Date: Thu, 29 Nov 2007 15:27
From: Tsachi Keren-Paz
Subject: Third party duress and battery
I'm thinking mainly in the context of forced prostitution: that a victim could sue in battery despite the arguable apparent consent to provide commercial sex. I'd argue that 1) liability for battery should be strict in any event i.e. reasonable mistake is not a defence (which seems to be the case in England, according to dicta (eg Sedley in Hepburn v Chief Constable of Thames Valley Police and based on the false imprisonment Evans case, but not in Canada: Sansalone); 2) Given the fact that the victim does not really have a way to convey her being under duress without a serious risk to herself (which seems to be the case in your example as well), she should not be estopped.
Of course, the lower social value of purchasing commercial sex in comparison to providing abortion services, might support liability in the commercial sex context, while oppose liability in the abortion example, although such a distinction, I think, is not easy to make on grounds of principle.
Dr. Tsachi Keren-Paz
School of Law
Staffordshire ST5 5BG
Office: CBC 2.015
Phone: 01782 584358
Book "Torts, Egalitarianism and Distributive Justice"

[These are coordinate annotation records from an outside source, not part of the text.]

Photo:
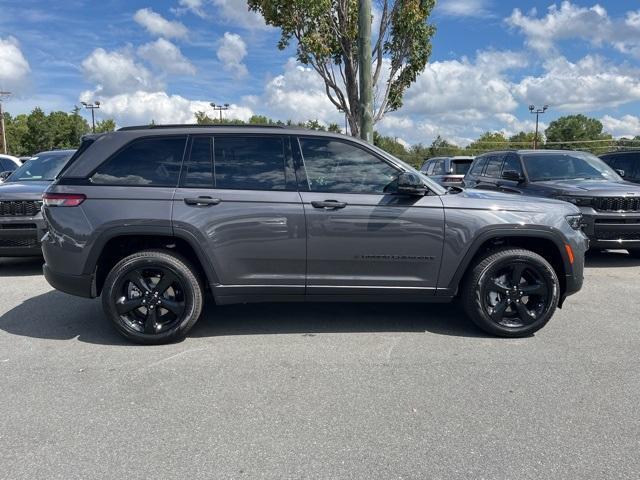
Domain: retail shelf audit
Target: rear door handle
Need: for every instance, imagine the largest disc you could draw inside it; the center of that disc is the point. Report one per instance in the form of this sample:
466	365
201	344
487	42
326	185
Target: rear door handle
202	201
329	204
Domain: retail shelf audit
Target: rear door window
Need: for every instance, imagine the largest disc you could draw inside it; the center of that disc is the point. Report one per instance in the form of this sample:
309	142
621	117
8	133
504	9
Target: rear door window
493	167
148	162
478	166
249	163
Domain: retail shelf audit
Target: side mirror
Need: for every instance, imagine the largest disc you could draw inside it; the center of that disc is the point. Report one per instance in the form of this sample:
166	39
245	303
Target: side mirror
512	176
410	184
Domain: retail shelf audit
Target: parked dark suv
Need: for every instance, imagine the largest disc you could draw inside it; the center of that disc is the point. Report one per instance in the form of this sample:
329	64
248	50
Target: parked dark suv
150	217
626	163
610	205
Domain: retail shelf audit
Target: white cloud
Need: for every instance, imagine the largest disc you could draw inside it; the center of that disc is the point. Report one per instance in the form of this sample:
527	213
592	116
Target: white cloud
297	94
570	21
625	126
166	56
194	6
14	67
231	52
464	8
236	12
117	72
589	84
142	107
157	25
461	90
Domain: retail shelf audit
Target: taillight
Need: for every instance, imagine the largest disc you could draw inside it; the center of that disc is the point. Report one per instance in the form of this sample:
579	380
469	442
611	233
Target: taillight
63	199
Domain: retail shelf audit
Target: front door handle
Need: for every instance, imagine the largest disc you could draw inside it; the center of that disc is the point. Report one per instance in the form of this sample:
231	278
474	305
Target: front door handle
329	204
202	201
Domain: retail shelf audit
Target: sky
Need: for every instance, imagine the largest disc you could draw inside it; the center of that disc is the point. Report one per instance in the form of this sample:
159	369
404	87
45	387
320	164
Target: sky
164	60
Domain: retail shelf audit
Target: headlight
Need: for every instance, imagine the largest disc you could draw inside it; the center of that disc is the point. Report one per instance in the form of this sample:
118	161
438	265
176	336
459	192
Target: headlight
579	201
575	221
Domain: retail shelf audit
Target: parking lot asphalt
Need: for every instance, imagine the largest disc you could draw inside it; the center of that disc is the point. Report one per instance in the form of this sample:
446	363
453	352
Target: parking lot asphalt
325	391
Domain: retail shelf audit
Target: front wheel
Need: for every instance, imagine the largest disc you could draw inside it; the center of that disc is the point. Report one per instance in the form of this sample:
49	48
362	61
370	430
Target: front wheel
511	292
152	297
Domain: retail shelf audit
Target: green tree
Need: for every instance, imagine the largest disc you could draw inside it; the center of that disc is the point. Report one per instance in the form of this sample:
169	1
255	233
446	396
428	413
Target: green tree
103	126
576	129
442	148
326	35
488	141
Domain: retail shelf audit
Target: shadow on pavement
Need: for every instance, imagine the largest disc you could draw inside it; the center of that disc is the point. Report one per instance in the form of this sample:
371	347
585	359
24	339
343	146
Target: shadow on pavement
21	267
610	259
56	316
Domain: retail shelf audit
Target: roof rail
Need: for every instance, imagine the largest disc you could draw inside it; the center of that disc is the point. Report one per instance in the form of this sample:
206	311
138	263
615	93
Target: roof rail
193	125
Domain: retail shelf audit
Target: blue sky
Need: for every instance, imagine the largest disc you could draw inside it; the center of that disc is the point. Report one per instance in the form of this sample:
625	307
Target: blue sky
164	60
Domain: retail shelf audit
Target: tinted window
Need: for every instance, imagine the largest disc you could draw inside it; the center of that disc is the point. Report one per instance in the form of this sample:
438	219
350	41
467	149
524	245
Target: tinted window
198	170
440	168
628	163
249	163
461	167
334	166
478	165
43	167
493	167
567	166
512	163
151	162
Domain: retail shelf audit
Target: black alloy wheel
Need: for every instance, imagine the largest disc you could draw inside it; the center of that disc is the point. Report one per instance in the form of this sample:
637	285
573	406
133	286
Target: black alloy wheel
511	292
153	296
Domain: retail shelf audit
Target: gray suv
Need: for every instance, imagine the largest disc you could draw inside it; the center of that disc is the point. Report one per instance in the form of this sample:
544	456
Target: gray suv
149	218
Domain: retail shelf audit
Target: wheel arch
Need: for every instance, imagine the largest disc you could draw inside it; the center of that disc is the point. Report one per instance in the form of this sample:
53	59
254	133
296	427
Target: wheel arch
548	243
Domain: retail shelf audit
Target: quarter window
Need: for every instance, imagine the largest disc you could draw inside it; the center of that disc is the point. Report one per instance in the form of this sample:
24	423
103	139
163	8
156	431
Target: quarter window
149	162
493	167
335	166
249	163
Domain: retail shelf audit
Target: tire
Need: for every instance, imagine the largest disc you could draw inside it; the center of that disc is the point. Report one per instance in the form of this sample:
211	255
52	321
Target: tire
153	297
634	252
493	304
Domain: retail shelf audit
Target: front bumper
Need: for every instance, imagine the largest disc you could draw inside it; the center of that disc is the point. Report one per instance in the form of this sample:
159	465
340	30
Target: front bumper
611	229
21	236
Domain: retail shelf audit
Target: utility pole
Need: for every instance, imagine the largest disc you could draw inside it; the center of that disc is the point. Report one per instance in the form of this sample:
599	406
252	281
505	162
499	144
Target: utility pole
3	135
364	68
92	106
220	108
538	112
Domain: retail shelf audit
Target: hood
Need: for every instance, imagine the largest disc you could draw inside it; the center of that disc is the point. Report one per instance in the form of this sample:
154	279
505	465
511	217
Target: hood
23	190
592	188
489	200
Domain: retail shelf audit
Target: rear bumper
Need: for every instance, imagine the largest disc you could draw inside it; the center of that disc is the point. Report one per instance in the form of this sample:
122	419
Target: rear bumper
21	236
79	285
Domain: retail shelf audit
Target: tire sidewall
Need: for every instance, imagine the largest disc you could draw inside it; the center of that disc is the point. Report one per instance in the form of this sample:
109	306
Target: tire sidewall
548	276
115	279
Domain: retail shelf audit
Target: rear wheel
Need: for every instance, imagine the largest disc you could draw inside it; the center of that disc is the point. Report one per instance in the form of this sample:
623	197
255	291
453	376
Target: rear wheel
634	252
511	292
153	297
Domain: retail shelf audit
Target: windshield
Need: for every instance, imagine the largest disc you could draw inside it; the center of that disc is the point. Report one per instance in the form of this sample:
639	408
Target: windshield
43	167
461	167
567	166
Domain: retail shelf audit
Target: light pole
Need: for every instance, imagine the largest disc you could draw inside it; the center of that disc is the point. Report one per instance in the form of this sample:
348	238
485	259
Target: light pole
92	106
4	135
537	111
220	108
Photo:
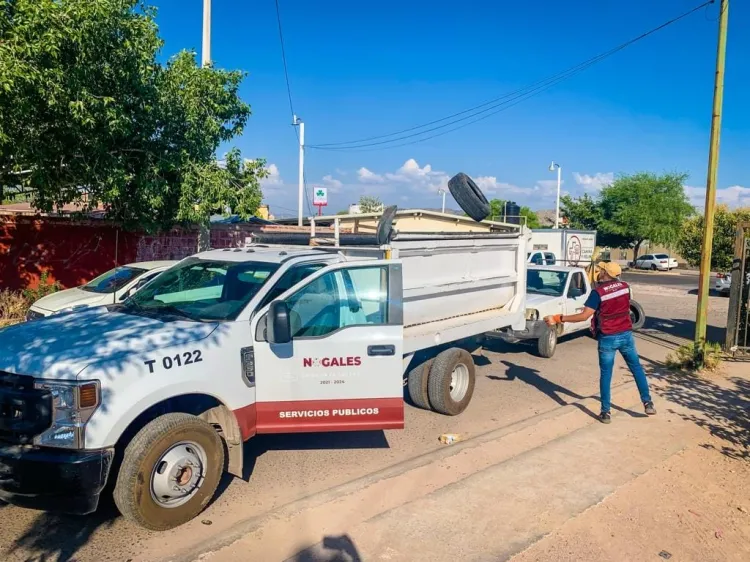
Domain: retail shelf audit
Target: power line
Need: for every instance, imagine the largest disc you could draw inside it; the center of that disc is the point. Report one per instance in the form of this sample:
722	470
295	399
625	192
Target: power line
489	108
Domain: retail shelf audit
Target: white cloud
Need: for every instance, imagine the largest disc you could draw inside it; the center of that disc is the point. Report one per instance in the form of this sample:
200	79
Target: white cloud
595	182
366	176
332	183
734	196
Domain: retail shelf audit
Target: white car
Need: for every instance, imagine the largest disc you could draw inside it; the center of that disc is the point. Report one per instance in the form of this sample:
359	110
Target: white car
556	290
654	262
111	287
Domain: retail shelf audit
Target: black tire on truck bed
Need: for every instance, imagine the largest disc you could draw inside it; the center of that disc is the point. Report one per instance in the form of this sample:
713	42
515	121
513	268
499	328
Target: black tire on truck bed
146	458
417	381
469	197
449	394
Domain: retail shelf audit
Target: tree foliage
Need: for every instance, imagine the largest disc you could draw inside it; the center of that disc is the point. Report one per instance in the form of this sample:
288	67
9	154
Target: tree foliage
722	249
370	204
633	209
90	115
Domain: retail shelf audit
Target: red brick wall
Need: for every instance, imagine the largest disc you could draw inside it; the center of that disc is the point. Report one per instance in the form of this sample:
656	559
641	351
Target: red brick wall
74	252
71	253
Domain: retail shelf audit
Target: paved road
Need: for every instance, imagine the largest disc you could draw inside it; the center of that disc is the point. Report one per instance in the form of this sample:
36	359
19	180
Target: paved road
687	280
512	385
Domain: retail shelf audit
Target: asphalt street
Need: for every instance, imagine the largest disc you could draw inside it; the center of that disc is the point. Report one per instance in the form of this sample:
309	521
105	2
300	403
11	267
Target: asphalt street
684	280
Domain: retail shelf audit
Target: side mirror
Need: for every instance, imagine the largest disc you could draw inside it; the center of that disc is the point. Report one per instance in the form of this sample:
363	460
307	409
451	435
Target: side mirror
279	329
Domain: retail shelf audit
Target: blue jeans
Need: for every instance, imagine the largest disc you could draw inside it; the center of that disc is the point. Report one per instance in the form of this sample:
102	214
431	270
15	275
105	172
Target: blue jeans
608	347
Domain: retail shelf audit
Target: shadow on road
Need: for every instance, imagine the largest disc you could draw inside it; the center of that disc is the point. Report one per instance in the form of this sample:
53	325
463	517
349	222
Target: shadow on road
331	549
722	409
551	389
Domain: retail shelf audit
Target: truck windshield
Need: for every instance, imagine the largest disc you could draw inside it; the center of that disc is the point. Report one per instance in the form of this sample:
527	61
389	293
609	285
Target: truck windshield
545	282
202	290
114	280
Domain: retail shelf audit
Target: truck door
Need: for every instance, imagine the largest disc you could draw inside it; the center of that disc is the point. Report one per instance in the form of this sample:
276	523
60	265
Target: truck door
342	369
576	294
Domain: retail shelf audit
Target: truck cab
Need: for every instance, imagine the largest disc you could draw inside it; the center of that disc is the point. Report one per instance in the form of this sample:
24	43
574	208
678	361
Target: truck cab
150	393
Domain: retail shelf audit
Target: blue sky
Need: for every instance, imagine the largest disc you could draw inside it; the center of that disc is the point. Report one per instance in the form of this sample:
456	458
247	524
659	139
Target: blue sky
360	69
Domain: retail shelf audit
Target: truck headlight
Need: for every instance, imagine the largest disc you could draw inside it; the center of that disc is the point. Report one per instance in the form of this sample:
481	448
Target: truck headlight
73	404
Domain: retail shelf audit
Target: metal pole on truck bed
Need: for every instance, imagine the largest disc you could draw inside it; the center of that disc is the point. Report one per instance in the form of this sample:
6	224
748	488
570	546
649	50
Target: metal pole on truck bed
713	168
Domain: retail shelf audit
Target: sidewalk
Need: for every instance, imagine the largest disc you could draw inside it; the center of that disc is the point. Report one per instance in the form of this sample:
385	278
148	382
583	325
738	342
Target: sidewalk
622	492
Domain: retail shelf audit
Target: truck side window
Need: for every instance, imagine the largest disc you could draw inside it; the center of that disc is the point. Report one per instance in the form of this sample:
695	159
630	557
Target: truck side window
293	276
339	299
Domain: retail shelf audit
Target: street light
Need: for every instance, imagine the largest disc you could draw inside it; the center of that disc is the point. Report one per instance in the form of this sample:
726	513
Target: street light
552	167
297	122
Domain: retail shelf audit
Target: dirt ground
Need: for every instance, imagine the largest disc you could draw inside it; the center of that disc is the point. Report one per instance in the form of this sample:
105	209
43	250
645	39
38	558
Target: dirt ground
533	463
695	506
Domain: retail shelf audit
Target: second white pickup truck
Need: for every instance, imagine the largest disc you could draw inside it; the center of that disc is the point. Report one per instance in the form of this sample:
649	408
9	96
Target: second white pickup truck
556	290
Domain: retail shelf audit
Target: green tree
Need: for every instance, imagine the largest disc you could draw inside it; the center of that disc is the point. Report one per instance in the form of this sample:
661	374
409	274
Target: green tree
645	206
632	209
370	204
89	114
722	250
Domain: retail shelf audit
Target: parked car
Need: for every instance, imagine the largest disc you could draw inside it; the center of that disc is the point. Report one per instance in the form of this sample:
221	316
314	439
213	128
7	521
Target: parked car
660	262
111	287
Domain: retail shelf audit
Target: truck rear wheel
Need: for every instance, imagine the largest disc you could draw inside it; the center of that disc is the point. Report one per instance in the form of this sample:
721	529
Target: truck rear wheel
417	381
547	344
170	472
451	382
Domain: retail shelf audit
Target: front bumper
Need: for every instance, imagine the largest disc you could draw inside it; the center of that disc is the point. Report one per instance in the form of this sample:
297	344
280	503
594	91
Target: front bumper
534	330
53	479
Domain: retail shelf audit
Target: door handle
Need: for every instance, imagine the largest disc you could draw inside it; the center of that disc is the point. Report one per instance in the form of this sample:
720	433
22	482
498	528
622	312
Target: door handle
381	350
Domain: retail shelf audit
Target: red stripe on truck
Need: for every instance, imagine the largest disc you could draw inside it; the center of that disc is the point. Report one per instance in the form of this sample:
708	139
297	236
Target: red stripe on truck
330	415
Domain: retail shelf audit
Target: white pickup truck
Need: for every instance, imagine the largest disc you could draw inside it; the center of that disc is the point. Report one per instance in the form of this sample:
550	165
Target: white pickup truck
156	394
556	290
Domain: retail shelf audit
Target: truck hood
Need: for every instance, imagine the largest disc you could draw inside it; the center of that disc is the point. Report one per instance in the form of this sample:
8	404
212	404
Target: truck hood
72	297
61	346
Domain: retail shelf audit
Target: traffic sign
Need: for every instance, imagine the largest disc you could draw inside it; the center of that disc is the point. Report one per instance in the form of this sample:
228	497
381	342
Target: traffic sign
320	197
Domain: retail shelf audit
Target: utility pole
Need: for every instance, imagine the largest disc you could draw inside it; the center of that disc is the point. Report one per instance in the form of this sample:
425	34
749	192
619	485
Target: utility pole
206	45
552	167
204	228
299	123
713	169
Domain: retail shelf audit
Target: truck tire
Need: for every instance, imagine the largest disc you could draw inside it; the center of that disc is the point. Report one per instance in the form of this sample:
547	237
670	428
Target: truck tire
469	197
451	381
637	316
170	471
547	344
417	381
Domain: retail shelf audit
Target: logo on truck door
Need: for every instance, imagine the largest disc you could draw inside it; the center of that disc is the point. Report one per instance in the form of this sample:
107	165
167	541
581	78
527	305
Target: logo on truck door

----- Original Message -----
From: Tettenborn, A
Sent: Thursday, November 29, 2007 7:13 PM
Subject: FW: third party duress and battery
Nice point. Presumably you're thinking of something like this: overbearing boyfriend threatens girlfriend that unless she aborts his baby he'll kill her, she goes to abortionist and asks him to do it, and he does so. I'd rather doubt if we'd hold the abortionist liable there: but why not I'm not quite sure. Possibly she'd be estopped from saying she didn't consent by her request.